Susan Milligan is visiting six Election 2012 battleground states to talk with 50-plus voters for a report that will be published in the September issue of the AARP Bulletin. She posted this from New Hampshire.

Henry S. Maxfield is proud to have fought for his country in World War II. And he lives in a state with the motto "Live Free or Die."

But when it comes to how much the country should invest in its military, Maxfield, 89, has his limits. "We're in wars we never should have been in,'' says Maxfield, sitting in the memento-filled living room of his home in Wolfeboro, which bills itself as "America's oldest summer resort."

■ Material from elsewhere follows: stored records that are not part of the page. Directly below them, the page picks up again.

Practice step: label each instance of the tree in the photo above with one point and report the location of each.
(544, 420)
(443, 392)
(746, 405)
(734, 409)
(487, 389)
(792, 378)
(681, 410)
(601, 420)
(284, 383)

Maxfield harbors no reluctance to sacrifice for his country. In 1944 he was a 20-year-old navigator on a B-24 when Germans shot his bomber down over Gelsenkirchen. Barely escaping the plane before it burst into flames, he was captured and sent to a POW camp. When the prisoners were lined up one day in front of men with machine guns, Maxfield recalls, he turned to the guy beside him and said, "If this is it, I've had a ball.''

He survived.

Maxfield went on to work for the Central Intelligence Agency during the Korean War and to write more than a half-dozen books, including A Dangerous Man, which was later made into the 1967 motion picture The Double Man, starring Yul Brynner and Britt Ekland.

Today the financial and human costs of the wars in Iraq and Afghanistan are on Maxfield's mind. And if the United States gets involved in Iran and Syria, he says, "We can't afford it.''

The presidential choices don't please him. He's not happy with how President Obama has handled things, and GOP presidential contender Mitt Romney has pledged to expand the military.

Romney may hear about it up close: he has a summer home in Wolfeboro.